午前中、齋藤陽道と写真集の構成をしていたら、たちまちお昼になりAKAAKAのオープン時間。
澁谷征司がやってきて、ふたりはひとしきり筆談をしていた様子。「赤々舎専用 筆談のぉと」にそれが残っていたので、
ちょっと引用してみたい。たわいないといえばたわいないやりとりだけど、話す声が聞こえてくる。

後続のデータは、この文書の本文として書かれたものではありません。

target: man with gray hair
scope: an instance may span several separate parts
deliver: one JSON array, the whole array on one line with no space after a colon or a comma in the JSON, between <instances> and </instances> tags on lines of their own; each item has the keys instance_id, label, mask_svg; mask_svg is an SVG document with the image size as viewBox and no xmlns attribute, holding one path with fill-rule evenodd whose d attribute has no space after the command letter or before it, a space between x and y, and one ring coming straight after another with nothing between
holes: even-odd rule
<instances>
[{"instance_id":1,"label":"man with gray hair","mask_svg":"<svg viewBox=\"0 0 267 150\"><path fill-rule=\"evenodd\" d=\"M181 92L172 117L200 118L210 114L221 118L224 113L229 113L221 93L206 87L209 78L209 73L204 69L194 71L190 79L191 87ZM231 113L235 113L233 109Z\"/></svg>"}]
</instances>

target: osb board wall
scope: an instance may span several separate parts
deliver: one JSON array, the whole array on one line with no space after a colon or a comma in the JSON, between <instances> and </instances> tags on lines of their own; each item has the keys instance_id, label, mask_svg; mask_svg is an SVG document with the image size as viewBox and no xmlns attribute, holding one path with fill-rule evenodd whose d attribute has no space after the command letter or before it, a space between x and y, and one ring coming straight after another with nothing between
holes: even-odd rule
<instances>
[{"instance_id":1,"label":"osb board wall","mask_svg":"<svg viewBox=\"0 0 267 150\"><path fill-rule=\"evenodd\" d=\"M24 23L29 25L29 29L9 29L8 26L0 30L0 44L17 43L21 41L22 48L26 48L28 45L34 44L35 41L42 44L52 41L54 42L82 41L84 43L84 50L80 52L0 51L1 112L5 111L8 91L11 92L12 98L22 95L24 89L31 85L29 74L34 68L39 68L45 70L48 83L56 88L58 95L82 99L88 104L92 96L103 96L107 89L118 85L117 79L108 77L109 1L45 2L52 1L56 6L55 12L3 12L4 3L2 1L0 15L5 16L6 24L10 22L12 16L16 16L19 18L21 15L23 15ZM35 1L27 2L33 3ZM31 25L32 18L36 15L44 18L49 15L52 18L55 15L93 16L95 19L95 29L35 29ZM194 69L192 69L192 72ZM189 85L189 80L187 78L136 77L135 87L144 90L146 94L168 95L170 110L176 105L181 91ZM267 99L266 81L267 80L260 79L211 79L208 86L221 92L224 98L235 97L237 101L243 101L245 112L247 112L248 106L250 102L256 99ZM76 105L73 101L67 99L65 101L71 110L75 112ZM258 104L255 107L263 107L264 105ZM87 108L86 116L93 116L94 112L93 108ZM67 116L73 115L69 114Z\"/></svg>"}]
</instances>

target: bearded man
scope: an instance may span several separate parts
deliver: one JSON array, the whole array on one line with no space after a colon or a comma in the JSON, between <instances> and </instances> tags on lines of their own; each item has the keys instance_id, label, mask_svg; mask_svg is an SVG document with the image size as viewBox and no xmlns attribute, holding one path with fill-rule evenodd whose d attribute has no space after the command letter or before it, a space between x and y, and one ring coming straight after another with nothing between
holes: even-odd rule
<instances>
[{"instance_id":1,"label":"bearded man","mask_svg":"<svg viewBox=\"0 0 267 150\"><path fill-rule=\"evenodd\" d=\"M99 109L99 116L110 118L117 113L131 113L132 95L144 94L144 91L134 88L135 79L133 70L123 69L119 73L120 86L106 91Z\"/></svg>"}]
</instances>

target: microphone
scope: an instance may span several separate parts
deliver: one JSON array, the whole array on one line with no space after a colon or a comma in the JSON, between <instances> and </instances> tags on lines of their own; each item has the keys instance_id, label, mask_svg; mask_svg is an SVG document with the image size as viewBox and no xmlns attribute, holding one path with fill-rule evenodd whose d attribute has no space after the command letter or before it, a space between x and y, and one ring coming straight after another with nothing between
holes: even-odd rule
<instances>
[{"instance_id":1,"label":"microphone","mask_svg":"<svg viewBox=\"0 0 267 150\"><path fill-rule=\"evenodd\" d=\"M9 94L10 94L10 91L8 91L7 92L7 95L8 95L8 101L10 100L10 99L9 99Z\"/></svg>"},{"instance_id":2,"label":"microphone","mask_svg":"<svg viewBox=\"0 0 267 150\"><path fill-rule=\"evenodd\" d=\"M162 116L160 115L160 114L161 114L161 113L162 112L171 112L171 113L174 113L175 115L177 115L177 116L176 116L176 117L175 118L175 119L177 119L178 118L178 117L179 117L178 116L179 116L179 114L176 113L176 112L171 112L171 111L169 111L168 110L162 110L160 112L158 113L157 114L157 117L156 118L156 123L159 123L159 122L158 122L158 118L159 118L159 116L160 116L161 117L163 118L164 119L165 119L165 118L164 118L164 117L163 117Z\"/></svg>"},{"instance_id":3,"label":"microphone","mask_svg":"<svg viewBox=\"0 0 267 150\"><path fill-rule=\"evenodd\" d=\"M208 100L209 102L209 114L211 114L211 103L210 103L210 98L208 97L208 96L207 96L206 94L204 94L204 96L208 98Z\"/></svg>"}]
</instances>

陽道「忘年会のとき、(写真集を)買おう!と思っていたのに、よっぱらって帰ってしまいました。
   今日会えると思ってなかったので、今日はおかねない! 
   またお会いできたとき、かわせてください」

征司「ありがとう! お金はいつでもいいからもってかえって感想聞かせてよ。展示はどうだった?」

陽道「なんか、テーブルの写真が浮いてるってことが、ただそれだけなのに、なんでかしみじみと
   すごくうれしいなーって思うんです。写真の二次元がなんかさびしいなっていつも思ってて、
   この磁力をつかっての展示方法で三次元に連れてってくれる感が、、、写真としてうれしい、、
   なんかそう思います。
   1枚の写真では、オウムのがずぬけてスキ! 黒紙から切りぬいたみたい。
   どんなに遠くからでもわかる感がすごいいいなぁ」

征司「なるほどー。写真を浮かせるのは、シドニーで津波の映像を見たことも関係してるのかも。
   帰る場所はもうないのか。
   車がおもちゃみたいに流れていく姿に不安定でなにも確かでない世界をあらためて見た。
   でも、ういているとうれしい!のだ。

   (ここで齋藤くん、あ!と声を上げ、ふたたび展示空間に飛び込んでいったらしい)
   
   齋藤くんの写真は、やはり不思議だ。君の目線は素朴にやさしく、時にさめている。
   何も終わらない世界。
   歌いはじめる朝」

陽道「7月に展示やる予定なのでみにきてくださーい。3331でやります」


●赤々舎は、齋藤陽道の写真集を2つつくります。
 「あめつち」(仮題)は紙媒体で。「絶対」は電子書籍で。
 電子書籍は初挑戦。できるのか! でもこれこそ、電子を選択すべきものだった。